Sentenza Sentenza Cassazione Civile n. 24799 del 03/10/2019

Cassazione civile sez. I, 03/10/2019, (ud. 13/09/2019, dep. 03/10/2019), n.24799

LA CORTE SUPREMA DI CASSAZIONE

SEZIONE PRIMA CIVILE

Composta dagli Ill.mi Sigg.ri Magistrati:

Dott. CAMPANILE Pietro – Presidente –

Dott. SAMBITO Maria Giovanna – Consigliere –

Dott. SCOTTI Umberto L. C. G. – Consigliere –

Dott. PARISE Clotilde – Consigliere –

Dott. SCALIA Laura – rel. Consigliere –

ha pronunciato la seguente:

ORDINANZA

sul ricorso n. 4408/2015 proposto da:

COMUNE DI BISCEGLIE, in persona del Sindaco p.t., elettivamente

domiciliato in Roma, Via Ettore Rolli, 24-C/11 presso lo studio

dell’avvocato Arturo Sforza e rappresentato e difeso dall’avvocato

Antonio Calvani giusta Delib.
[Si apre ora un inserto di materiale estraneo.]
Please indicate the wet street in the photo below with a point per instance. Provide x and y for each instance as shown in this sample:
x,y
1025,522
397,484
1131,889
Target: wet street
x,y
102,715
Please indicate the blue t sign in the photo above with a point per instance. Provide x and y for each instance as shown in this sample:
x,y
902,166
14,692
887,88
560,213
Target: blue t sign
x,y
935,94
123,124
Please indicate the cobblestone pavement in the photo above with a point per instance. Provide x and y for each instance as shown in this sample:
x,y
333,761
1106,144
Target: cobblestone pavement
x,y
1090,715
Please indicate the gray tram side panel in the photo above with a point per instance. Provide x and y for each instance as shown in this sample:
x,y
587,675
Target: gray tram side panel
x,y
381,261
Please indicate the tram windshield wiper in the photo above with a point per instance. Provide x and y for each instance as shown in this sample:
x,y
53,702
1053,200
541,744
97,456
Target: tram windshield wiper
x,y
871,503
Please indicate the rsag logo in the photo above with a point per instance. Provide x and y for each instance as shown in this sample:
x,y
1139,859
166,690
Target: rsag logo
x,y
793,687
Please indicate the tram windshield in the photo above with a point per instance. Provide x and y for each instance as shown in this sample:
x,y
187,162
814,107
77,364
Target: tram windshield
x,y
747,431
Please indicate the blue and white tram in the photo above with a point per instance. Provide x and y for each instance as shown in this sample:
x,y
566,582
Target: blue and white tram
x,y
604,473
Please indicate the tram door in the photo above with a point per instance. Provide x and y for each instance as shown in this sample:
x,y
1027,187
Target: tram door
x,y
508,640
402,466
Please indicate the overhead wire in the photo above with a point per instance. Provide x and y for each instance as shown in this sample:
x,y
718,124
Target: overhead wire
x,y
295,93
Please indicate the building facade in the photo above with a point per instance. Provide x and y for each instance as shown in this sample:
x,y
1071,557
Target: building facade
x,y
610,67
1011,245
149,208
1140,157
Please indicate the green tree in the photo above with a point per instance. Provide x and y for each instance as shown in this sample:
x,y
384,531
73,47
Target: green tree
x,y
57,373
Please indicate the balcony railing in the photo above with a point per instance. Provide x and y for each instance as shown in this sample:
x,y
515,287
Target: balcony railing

Giunta 2 febbraio 2015, n. 36 e

procura speciale a margine del ricorso introduttivo Corte di

cassazione e rappresentato e difeso dall’avvocato Giovanna Saija per

procura speciale a margine del ricorso;

– ricorrente –

contro

R.E., D.R.,

R.R.G.O., anche quali eredi di R.A. rappresentate e

difese dall’Avvocato Roberto Carbone per procura speciale a margine

del controricorso con ricorso incidentale;

– controricorrenti e ricorrenti incidentali –

avverso la sentenza n. 1847/2013 della Corte di appello di Bari,

pubblicata il 23/12/2013;

udita la relazione della causa svolta dal Cons. Dott. Laura Scalia

nella Camera di consiglio del 13/09/2019.

Fatto

FATTI DI CAUSA

1. R.A. ed R.E. comproprietari pro-indiviso, a titolo ereditario, del suolo edificabile sito in agro di (OMISSIS), in catasto al foglio (OMISSIS), p.lle (OMISSIS) (e successivo frazionamento), (OMISSIS) (e successivo frazionamento), (OMISSIS) (e successivo frazionamento), e (OMISSIS), per un terzo, nonchè degli immobili identificati al catasto urbano al foglio (OMISSIS), p.lle (OMISSIS), esposto che:

– in seguito a determina dirigenziale del 5.09.2007, con cui il Comune di Bisceglie disponeva l’occupazione di urgenza delle aree indicate fissando l’indennità provvisoria in 56,81 Euro/mq, facevano ricorso al procedimento arbitrale D.P.R. n. 327 del 2001, ex art. 21;

– nelle more della determinazione delle indennità da parte del competente Collegio arbitrale, il Comune di Bisceglie depositava presso la CC.DD.PP. l’indennità non accettata dagli espropriati pari ad Euro 474.766,02;

– il Comune emanava il decreto di esproprio definitivo n. 17718 in data 05.05.2009 ed il Collegio arbitrale determinava a maggioranza l’indennità definitiva in Euro 1.485.775,00 avverso cui proponevano opposizione dinanzi alla Corte di appello di Bari i germani R. che chiedevano previa disapplicazione, L. n. 2448 del 1865, ex art. 5, all. E, delle parti illegittime del decreto di esproprio e degli atti presupposti, l’accertamento della incongruità ed erroneità della stima dell’indennità determinata su quegli atti e di quella risultante dalla perizia approvata dal Collego arbitrale, con rideterminazione della giusta indennità sia a titolo di esproprio che di occupazione di urgenza oltre le maggiorazioni D.P.R. n. 321 del 2001, ex art. 27, comma 2;

– il Comune si costituiva chiedendo la nullità della relazione del collegio arbitrale e l’accertamento della indennità previa applicazione del criterio di abbattimento di cui al D.P.R. n. 327 del 2001, art. 37, commi 1 e 7;

– la Corte di appello all’esito di disposta c.t.u. con sentenza n. 1847/2013 rigettava l’opposizione e la domanda riconvenzionale, ritenuto che la disposta c.t.u. aveva determinato l’indennità dovuta agli attori in Euro 1.364.455,25 e quindi in misura inferiore a quella quantificata dal Collegio arbitrale e l’infondatezza della riconvenzionale nella ritenuta non applicabilità delle decurtazioni di cui del D.P.R. n. 327 del 2001, art. 37, commi da 1 e 7;

tanto esposto, il Comune di Bisceglie ricorre per la cassazione dell’indicata sentenza con due motivi.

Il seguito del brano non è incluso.